I shook my head. “Sometimes, a big part of me wonders if he and Jason were switched at birth, and
David
is the evil twin.”
Mike laughed. “Yeah, see, you say that, but you still love him. So he can’t be that bad.”
“You’re right.” I nodded. “I do love him. I always, always will. No matter what. But I need him to be a better man if he wants to be a part of my life from now on,” I said decisively. “Seeing what he’s capable of last night—nearly taking my life—it shook me up enough to see that loving someone like that, loving them unconditionally, can be dangerous, stupid even. It isn’t just me in the picture anymore. I have to think of the baby.”
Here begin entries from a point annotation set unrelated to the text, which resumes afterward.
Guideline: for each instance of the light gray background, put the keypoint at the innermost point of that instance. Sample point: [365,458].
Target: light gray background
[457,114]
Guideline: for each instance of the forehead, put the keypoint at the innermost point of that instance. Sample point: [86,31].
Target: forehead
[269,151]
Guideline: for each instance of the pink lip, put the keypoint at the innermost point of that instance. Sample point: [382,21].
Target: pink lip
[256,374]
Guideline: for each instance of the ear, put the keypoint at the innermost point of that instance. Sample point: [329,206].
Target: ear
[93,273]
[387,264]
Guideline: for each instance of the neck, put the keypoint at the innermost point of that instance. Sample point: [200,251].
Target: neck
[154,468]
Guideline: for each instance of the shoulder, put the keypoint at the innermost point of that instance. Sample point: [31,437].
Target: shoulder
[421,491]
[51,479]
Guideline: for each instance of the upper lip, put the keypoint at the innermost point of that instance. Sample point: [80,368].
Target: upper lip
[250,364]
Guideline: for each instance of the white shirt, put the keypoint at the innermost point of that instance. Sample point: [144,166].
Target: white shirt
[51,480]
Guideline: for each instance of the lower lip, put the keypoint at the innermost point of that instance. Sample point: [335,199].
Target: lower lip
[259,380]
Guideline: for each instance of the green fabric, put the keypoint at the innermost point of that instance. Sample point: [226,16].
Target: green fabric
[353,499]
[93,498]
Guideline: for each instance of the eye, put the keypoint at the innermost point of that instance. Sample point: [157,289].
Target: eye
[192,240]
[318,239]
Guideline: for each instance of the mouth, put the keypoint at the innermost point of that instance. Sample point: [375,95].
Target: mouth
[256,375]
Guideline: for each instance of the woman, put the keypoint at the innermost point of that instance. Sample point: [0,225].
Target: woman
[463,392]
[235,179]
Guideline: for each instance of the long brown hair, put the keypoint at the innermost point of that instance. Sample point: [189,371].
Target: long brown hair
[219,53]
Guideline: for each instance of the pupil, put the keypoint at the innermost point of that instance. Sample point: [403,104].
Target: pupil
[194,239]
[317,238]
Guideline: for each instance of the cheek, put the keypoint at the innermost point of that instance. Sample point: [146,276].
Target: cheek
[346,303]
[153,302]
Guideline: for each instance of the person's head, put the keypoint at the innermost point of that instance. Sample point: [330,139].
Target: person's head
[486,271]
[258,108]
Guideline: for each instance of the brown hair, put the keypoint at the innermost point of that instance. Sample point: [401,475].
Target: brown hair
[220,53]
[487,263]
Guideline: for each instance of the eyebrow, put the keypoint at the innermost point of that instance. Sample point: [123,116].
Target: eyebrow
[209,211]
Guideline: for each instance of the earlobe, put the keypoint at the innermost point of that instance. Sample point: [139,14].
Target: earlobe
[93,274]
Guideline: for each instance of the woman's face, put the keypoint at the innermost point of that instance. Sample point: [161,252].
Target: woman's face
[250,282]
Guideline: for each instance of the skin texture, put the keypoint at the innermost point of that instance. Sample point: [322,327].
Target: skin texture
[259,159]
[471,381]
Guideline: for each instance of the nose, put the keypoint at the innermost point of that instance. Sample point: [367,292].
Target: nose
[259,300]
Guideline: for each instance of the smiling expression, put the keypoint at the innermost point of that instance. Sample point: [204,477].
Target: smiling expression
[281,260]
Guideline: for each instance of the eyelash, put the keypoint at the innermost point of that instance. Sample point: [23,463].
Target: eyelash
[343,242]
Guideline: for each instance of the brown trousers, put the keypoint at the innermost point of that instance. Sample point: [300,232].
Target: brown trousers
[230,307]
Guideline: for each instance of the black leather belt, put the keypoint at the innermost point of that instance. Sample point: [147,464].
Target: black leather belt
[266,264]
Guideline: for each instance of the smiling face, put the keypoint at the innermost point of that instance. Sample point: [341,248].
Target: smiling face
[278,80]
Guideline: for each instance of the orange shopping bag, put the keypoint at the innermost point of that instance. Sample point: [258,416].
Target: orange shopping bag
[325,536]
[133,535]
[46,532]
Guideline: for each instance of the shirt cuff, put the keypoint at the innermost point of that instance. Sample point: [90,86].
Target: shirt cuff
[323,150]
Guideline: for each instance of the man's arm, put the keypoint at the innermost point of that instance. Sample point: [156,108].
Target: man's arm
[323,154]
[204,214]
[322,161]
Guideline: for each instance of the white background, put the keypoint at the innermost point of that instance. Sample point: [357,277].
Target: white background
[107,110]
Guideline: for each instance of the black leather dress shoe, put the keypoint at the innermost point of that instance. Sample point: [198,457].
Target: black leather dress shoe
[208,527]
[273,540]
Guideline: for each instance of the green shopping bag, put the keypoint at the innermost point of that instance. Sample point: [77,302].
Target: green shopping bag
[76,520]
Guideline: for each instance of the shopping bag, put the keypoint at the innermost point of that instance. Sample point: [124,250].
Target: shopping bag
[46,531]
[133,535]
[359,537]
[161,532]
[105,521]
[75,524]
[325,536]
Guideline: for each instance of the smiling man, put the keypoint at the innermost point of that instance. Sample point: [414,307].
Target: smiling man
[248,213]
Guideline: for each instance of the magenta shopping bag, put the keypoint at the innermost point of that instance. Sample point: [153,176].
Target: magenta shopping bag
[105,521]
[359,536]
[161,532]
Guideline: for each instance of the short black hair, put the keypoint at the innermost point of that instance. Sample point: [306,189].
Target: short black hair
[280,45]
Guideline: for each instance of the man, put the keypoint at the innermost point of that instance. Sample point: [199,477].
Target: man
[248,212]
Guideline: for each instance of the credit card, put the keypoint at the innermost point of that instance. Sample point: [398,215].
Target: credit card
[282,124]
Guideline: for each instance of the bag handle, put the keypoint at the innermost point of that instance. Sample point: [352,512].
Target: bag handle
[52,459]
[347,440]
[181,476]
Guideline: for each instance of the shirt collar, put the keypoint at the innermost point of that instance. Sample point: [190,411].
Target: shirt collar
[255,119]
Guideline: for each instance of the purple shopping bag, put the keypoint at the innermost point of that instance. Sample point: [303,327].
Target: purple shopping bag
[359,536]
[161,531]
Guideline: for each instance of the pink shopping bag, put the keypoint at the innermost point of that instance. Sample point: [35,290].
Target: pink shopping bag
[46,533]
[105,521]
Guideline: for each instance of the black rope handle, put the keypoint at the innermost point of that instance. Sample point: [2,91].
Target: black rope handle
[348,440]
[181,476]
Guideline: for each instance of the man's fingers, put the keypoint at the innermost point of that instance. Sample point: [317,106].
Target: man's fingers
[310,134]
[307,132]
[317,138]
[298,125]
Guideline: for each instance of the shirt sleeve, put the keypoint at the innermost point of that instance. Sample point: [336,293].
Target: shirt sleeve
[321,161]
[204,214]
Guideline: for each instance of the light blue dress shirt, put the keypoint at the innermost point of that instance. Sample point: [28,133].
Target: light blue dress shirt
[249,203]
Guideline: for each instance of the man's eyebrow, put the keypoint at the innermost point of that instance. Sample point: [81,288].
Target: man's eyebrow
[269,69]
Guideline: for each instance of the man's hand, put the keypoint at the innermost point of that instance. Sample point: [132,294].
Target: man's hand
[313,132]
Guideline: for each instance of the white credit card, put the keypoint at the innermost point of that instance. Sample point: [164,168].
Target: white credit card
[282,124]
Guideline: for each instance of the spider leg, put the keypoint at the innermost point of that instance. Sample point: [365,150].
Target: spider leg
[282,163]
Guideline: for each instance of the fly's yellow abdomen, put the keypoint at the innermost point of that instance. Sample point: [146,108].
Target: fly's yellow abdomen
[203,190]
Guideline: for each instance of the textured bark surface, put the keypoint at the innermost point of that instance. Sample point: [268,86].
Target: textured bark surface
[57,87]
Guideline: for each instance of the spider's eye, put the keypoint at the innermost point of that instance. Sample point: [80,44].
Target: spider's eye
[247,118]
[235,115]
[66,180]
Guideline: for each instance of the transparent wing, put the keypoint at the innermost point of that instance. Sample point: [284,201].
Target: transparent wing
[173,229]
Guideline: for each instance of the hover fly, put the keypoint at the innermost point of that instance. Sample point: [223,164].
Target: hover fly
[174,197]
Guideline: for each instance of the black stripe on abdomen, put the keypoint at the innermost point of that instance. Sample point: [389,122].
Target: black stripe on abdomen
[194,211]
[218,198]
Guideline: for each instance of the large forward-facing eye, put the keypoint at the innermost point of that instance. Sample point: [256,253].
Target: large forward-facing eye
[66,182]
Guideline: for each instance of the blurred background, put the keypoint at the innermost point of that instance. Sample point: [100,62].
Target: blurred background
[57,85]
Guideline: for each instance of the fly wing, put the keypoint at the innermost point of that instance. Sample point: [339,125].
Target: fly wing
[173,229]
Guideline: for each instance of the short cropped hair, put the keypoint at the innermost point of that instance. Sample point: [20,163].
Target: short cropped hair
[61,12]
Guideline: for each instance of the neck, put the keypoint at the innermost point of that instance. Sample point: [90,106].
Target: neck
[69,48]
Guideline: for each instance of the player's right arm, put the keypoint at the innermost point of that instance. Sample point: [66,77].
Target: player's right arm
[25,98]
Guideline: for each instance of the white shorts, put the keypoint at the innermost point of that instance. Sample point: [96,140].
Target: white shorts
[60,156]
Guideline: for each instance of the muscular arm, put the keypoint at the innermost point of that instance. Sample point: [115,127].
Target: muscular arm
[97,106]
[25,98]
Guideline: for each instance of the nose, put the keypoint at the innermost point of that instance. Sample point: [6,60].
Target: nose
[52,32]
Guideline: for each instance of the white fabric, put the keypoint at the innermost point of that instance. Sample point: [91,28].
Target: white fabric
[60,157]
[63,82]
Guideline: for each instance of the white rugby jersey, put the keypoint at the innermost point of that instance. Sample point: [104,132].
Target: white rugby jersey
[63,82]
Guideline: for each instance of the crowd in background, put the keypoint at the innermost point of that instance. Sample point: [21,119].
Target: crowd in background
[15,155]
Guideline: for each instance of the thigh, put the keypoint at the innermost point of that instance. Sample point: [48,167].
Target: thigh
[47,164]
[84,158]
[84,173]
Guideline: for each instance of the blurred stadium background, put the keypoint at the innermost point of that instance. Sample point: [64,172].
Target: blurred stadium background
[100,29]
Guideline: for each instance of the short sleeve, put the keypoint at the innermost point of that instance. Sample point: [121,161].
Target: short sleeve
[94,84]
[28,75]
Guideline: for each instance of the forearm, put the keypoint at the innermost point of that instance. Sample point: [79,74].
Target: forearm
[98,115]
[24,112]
“Sounds like you have an awful lot of thinking to do before you speak to David.”
“Not really.” I closed my mouth tight and scrunched my face up in consideration. “I just need to
talk
to him and set him straight—make things clear. Whether he comes back to me or not, things have to change.”
He tucked a wrist behind his head and readjusted himself comfortably. “You seen the painting yet?”
“Painting?”
“Yeah, the one Jason left.”
“So that’s what it was.” I sat up and crossed my legs under me.
“You didn't know?”
“No. He just said there was a gift in my room for me.”